Now, doing it this way and in this area may have completely gone against blogging protocol, and, if so, I would be very happy to put this info. in the right place. Please advise!
All I know about this post is that I am going to introduce myself and lay down what I might write about.
My name is David Pearson. I was born in Dudley, in the West Midlands (formerly the glorious county of Worcestershire) at a time when the streets could be smog-bound and the canals were slicked with oil and choked with all manner of industrial and domestic debris, including unwanted pets. This was not long after WWII. 1950, to be precise. On the birth-date of Thomas Hardy, to be even more precise.
I wandered the streets of Dudley and Birmingham until I was eighteen, then travelled further afield to Europe and Asia. In 1973, my wife and I moved to Jersey, Channel Islands, where I wrote and painted, intending to write or paint as a career. Instead, I became a non-qualified teacher with three children. From there, we decided on Somerset, where I became a (now-qualified) teacher of English, Drama, Art and French, writing in my ‘spare’ time and amassing hundreds of pages of poetry, prose and jottings, most of which I didn’t have the confidence to send out for publication. I also **** Buddhism. (I need to insert a word or phrase here that suggests I took a keen interest in/was absorbed by Buddhism, but that I didn’t formally commit to ‘being a Buddhist’). That personal involvement has not diminished, though the Sangha (Buddhist community) aspect has always felt a bit tricky. More on that in my ‘Buddhist Musings’.
The time to retire from full-time teaching arrived after I fell down the school steps and shattered. Although I continued with Somerset County Council, I worked in a centre comprising small groups and individuals for whom school was no longer an option. I also became part of the Virtual Classroom, communicating through the internet with those who could not even face going to the centre. Some of them were unable to leave their bedrooms or talk to their own parents, but these very ones did, in many cases, achieve qualifications in the ‘core’ (or their own choice of) subjects via the wonderful Virtual classroom platform.

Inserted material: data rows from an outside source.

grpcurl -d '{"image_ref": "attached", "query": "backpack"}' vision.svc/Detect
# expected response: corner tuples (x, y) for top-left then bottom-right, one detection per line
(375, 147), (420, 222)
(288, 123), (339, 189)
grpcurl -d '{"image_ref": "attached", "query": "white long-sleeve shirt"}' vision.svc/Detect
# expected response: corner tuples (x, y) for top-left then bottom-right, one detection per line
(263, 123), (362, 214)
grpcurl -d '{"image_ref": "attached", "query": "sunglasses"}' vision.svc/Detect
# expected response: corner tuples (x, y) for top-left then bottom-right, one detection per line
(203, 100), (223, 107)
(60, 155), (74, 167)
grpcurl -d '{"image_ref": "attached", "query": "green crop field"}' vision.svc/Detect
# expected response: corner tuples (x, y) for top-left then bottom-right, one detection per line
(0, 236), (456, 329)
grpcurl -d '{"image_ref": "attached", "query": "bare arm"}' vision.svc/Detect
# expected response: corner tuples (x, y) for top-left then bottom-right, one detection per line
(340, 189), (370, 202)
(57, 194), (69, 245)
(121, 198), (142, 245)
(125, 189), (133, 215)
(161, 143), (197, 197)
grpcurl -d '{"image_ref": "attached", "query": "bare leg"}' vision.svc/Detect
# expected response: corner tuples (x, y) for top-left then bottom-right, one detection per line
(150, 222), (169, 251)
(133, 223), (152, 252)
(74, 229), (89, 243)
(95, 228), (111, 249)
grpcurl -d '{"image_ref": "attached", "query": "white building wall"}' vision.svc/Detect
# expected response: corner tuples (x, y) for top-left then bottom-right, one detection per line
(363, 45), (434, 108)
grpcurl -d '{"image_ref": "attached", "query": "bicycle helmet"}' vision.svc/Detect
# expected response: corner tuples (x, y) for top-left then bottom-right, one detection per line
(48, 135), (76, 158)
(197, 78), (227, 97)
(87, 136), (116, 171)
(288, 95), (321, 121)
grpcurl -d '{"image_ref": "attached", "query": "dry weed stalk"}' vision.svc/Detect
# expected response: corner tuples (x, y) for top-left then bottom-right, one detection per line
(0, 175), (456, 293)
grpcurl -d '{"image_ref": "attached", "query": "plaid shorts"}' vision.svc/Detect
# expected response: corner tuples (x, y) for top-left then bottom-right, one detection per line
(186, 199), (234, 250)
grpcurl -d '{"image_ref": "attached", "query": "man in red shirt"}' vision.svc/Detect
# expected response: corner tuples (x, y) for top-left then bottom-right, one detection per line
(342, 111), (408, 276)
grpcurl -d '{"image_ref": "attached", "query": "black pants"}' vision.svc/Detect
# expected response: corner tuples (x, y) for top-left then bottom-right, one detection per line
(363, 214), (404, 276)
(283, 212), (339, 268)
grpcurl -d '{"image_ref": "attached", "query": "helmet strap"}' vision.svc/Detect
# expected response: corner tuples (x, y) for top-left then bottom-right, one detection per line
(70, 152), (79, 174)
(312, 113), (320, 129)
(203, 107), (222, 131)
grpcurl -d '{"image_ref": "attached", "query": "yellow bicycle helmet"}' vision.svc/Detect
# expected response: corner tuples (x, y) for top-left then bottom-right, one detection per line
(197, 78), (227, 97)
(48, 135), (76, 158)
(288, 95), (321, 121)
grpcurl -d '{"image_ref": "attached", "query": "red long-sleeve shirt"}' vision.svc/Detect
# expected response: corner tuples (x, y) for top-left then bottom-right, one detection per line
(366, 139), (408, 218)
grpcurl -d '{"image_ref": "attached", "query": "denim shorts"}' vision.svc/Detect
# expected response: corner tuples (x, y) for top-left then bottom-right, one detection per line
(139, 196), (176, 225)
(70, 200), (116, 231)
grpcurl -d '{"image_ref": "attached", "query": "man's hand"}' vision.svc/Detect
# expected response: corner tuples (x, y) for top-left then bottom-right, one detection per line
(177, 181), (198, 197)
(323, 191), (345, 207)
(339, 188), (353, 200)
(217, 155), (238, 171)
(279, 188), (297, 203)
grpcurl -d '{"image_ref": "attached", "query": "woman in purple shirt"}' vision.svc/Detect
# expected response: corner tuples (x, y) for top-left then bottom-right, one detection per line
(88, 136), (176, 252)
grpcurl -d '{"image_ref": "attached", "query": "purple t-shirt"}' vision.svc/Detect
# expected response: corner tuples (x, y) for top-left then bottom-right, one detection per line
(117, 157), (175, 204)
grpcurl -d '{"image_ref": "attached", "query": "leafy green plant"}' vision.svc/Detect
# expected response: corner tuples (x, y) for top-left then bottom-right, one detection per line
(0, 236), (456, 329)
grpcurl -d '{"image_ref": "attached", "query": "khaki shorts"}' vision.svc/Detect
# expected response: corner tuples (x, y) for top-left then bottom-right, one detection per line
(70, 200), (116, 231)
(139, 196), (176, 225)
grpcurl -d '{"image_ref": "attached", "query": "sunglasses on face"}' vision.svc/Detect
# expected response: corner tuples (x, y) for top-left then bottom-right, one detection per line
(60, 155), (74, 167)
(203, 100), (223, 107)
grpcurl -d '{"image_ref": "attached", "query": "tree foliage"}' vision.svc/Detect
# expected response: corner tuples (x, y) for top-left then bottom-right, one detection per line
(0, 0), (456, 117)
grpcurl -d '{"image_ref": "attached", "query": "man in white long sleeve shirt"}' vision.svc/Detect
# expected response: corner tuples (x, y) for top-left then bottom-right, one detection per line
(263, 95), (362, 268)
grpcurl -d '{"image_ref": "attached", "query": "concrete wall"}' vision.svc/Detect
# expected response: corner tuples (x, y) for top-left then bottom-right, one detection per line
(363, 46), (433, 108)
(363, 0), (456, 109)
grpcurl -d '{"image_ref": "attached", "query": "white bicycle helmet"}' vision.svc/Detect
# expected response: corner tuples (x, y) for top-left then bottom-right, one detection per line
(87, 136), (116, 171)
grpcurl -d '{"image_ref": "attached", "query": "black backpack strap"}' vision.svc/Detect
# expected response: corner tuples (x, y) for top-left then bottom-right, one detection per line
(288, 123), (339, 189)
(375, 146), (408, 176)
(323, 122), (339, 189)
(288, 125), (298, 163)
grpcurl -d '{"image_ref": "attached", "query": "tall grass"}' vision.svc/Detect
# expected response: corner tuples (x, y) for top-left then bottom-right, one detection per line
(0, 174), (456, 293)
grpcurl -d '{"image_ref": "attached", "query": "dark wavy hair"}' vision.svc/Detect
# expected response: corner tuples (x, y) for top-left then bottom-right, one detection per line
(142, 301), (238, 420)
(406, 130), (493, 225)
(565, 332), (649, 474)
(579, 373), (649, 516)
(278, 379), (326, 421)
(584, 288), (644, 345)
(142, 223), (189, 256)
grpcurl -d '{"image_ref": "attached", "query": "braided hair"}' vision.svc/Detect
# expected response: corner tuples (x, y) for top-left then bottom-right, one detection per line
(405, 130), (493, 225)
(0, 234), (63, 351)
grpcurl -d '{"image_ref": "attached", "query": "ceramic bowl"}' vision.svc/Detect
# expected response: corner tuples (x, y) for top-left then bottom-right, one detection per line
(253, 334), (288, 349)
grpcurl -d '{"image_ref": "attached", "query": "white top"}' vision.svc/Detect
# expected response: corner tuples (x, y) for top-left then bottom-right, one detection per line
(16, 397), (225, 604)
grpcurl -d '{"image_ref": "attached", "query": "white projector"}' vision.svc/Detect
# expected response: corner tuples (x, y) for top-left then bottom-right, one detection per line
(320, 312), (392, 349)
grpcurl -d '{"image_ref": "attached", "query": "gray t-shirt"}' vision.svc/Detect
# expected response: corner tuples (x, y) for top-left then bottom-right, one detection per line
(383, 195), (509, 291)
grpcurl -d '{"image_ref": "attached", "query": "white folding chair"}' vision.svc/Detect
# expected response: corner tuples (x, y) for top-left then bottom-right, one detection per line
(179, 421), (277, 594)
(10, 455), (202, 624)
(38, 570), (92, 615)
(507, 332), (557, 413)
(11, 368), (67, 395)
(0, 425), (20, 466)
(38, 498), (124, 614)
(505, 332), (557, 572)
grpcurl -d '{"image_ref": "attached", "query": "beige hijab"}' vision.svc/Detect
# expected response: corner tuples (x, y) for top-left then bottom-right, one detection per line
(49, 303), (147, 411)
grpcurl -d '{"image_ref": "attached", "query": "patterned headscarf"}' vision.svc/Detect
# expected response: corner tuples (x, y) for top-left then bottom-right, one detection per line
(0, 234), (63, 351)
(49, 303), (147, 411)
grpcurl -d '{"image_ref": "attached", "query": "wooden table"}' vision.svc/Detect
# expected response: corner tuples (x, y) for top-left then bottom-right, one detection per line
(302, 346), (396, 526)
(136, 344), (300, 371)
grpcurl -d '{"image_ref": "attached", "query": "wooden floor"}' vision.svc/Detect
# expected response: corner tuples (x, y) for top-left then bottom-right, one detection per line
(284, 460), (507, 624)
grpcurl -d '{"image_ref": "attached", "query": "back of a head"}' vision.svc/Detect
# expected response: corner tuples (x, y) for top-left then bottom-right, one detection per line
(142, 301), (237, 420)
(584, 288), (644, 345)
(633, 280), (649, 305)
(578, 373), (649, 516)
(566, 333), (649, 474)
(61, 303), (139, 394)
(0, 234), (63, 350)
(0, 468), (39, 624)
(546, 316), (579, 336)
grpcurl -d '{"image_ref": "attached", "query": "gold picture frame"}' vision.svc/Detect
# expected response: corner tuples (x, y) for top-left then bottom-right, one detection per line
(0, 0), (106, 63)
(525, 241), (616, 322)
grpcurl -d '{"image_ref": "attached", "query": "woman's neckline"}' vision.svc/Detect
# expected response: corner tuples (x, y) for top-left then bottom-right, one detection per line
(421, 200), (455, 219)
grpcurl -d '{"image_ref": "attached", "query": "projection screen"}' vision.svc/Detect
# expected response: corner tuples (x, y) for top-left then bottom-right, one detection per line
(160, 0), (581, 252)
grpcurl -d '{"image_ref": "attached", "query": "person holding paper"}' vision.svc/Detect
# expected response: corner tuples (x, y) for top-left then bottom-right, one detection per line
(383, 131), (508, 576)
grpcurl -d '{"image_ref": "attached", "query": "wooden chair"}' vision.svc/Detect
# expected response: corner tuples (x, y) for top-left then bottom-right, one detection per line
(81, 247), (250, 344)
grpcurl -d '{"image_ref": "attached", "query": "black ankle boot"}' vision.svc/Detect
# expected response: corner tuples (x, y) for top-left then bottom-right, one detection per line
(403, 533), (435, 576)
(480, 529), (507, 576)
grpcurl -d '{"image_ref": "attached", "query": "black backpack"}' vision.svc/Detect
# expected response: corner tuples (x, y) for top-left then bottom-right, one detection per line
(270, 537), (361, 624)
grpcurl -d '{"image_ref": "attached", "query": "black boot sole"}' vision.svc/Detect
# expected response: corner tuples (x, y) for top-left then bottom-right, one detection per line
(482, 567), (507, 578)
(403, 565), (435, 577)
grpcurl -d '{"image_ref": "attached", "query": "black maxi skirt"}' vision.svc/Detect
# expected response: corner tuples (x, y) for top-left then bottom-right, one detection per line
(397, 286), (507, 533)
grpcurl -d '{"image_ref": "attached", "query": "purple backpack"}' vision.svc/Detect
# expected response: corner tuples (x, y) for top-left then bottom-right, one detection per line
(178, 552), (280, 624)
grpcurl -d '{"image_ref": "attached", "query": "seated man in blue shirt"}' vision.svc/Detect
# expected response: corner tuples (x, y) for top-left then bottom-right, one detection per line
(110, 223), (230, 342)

Once I had become a full-time retiree, I was able to finish a novel that I had been working on when I could. Again, more about that elsewhere. And to tackle a trek across the Pyrenees. There are things to say about that, too.
But that’s more than enough for the moment. I shall try and ‘blog’ quite regularly: it’s a case of getting into the habit. I shall, as all good bloggers do, discuss what I have read and seen; link to, and recommend others’ blogs, books, poems, exhibitions, activities, organisations; issue the occasional left-wing pinko liberal diatribe against political and institutional stupidity (plenty to mention there) and neo-fascism and white supremacy and sexism, ageism, youngism, tongueism, even, when necessary (eg the treatment by some harm-no-living-creatures-and-work-for-the-welfare-of-all-sentient-beings Burmese Buddhist priests of the Rohinga people is beyond despicable) Buddhism. Bye for now.